Project Boomerang: U Admin Plans for the Future of Campus


Abu Asib

The Legacy Bridge at the University of Utah Campus. (Photo by Abu Asib | The Daily Utah Chronicle)

By Kelsey Earl, News Writer


As the University of Utah prepares for a mostly in-person fall semester, U administration is planning how the semester will look and what protocol will need to be followed moving forward.

“We are setting a target to have more in-person classes this fall, more in-person activities this fall,” Chief Human Resource Officer Jeff Herring said.

Herring led Project Orange, responsible for shutting down the University in Spring 2020. Now, Herring will lead the return-to-campus process named Project Boomerang.

“We are planning for the large majority of the classes to be in person this Fall,” Senior Vice President for Academic Affairs Dan Reed said.

Fall break will be making a comeback this upcoming school year as well. Reed said it’s just another example of them planning a return to a “new normal.”

Administration is looking at the issues with courses, classes, and certifications which require an in-person learning experience. In some cases, it is a legal requirement.

“We had to shut down pretty quickly here. It has been a long year of doing that. I’m just so grateful for everybody,” Herring said.

Vaccine Requirements

“If we continue on the trajectory that we are, we expect everyone who’s an adult, who wants to get vaccinated, will be able to do so before the fall semester starts,” Reed said.

The COVID-19 vaccine was approved under an expedited process through the FDA, which means students and faculty can’t be forced to get vaccinated.

“We can’t require anyone to be vaccinated under an emergency authorization,” Reed said. “We can strongly encourage people to do so, and we are, but we can’t legally require anyone.”

Class Sizes

According to Reed, limiting the amount of in-person classes over the past two semesters was successful in reducing transmission.

“There were almost no incidents that we know of,” Reed said. “I can say this from talking to other institutions in the Pac-12 where there was COVID spread in the classroom.”

Additionally, cleaning supplies will continue to be available on campus to help stop the spread of the virus, and mask-wearing will likely continue into the upcoming semesters.

“We at this point are still assuming that face coverings would be required in enclosed spaces and other sort of protocols that we put in place this year for protection,” Reed said.

Reed also said a final decision hasn’t been made on the distance between desks.

“We want to make sure we [return to campus] in a phased approach as we ramp back up and remove some of the barriers that we’ve had in place for some of this last year,” Herring said.
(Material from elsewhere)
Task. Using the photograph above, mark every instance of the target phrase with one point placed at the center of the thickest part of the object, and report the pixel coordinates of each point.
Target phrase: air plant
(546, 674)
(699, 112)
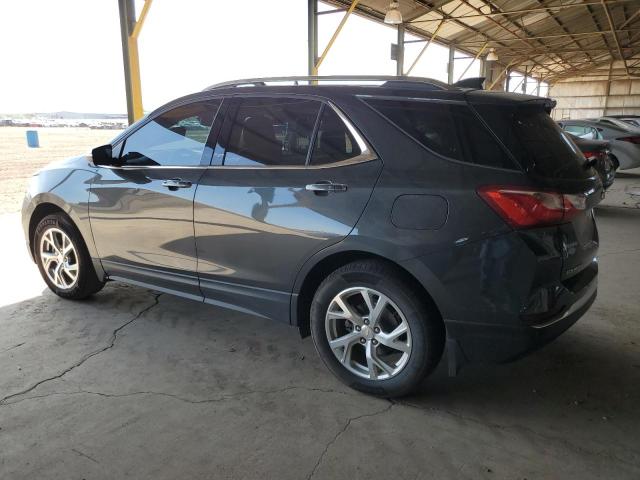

Desks were previously spread six feet apart, which affected class sizes in previous semesters.

“[W]e have a lot of medium size classrooms, but not that many large classrooms,” Reed said. “And so the particular place the impact was most felt was on larger classes because if you spread people out, you substantially reduce the number of people that can be in the class,” Reed said.

Lasting Impacts

There were some benefits from the pandemic, according to Reed: One-touch video recording for faculty; training to help faculty teach online; and upgraded Wi-Fi throughout campus.

“We will all learn some things from this shift online,” Reed said. “We outfitted a large number of classrooms with one-touch video recording to make it easier for faculty to record content and make it available online.”

Professors had the opportunity to learn how to teach online courses, and the influx of people on the internet led to upgraded Wi-Fi.

“[M]ost of the public areas on campus outside now have Wi-Fi access, so you should be able to pretty much walk around any place on campus and get access to Wi-Fi,” Reed said.